Picture from The Spruce
Whenever I dunk a cracker into a creamy chunk of Brillat-Savarin (the cheese, not the long-decayed corpse of the cheese’s namesake, French author Anthelme Brillat-Savarin) I think of the phrase “you are what you eat.” Brillat-Savarin’s famous words distill in artful simplicity the complicated nature of what food studies scholars spend their lives trying to untangle: all the ways that food affects people socially, physiologically, philosophically, etc; how people use food to identify themselves, to define themselves, to draw lines between “us” and “them;” the roles and meanings of food in the everyday lives of you. Food becomes you (your body), and you (your you-ness) are a product of every meal you have or haven’t eaten.
If I were to wager a guess, I’d say probably every person on the planet has a story about food and identity. A meal that tastes like home. A recipe cherished for its connection to loved ones. An ingredient that’s rooted in generations of tradition. Or maybe it’s something entirely new. The story I like to tell myself about who I am and where I came from is about dandelion greens.
The name Dandelion Greens is not just a play on my name, which is Danielle (ha ha). My mother grew up on a dairy farm in one of the poorest counties in rural Maine, and despite having some land and a relatively steady income from the farm, her family was very poor. But they were better off than some. In early spring, my grandparents’ 80 acres or so would bloom like crazy with dandelions and my grandmother would let people onto the farm to harvest them to take home and eat. She claims she didn’t like the taste of the dandelions, but I also wonder if something about eating dandelions was socially significant. Perhaps she didn’t eat them or feed them to her family as a way of distinguishing herself from the poorest population in the area. They were not wealthy, but they are not destitute like those people.
- My grandparent’s dairy farm Maine
Those people were, according to my mother’s memory, typically French-Canadian. French-Canadians at that time were stereotyped as uneducated and rugged laborers who came to work in the mill towns along rivers of New England and dry up all the liquor stores. My grandfather used to disparage them, even after my mother had been with my father (who was those people) for many years. They were the poorest of the poor. I don’t know if they came to my grandparents’ pastures to pick dandelion greens out of necessity or because they were a seasonal treat. I have to do some research on that. Regardless, the two polarized halves that would eventually form a whole me came together, many years ago, around this food that was scarcely considered food.

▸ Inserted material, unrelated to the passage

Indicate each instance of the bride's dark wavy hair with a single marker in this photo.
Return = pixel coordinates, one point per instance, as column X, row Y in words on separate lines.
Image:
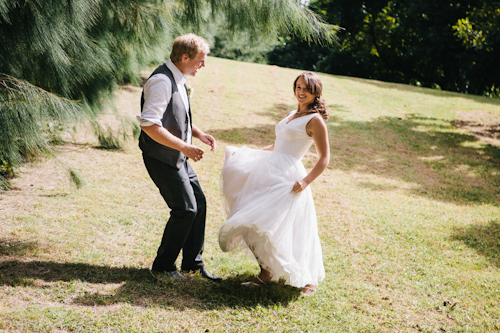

Dandelion greens remind me who I am, literally and historically and metaphorically. I am both what I eat and what I don’t eat. I am a pesky weed. I am survival. I am abundance. I am seasonal allergies.
This is why I’ve observed the trajectory of the dandelion green into the mainstream with casual interest. While working for a seed company in Maine, I found it curious that dandelion was an important catalog item, rounding out the Chicory section. I sold carefully bred, hybridized dandelion seeds to organic farmers across the country. I imagined them planting dandelions in perfectly manicured beds while surrounded by rolling fields of yellow blooms. These improved varieties of dandelion would then be sold for top dollar to Whole Foods and chefs at upscale restaurants in New York and the Bay Area. The dandelion, it seemed, rounded out their offerings of bitter greens, catering to a distinguished, civilized palate that could afford to eat weeds in a delicate and dignified way.
Who were those people, newly enamored by a plant that, in my experience, the poor had designated as fit for consumption only by the very poor? Who were those chefs whose use of the ingredient had been deemed visionary, original, avant-garde? What do dandelion greens say about them?

Picture blatantly stolen from Epicurious, recipe here
As it were, the story of foods shifting from necessity to luxury is not unique to dandelion greens. The changing meaning of food as it travels between continents, between social classes, races, genders, religions, is itself a constant. Who we are is what we eat but sometimes who we are is different simply from who they are, even if we eat them same food. Who we are and what we eat is relational, it’s historical, and it’s constantly in flux.
The first time I ate dandelion greens was in a salad at a restaurant; I did not dig them up myself, swatting away the first batch of mosquitos of the season. Dandelion greens, then, have climbed the class ladder all the way up and all the way back down.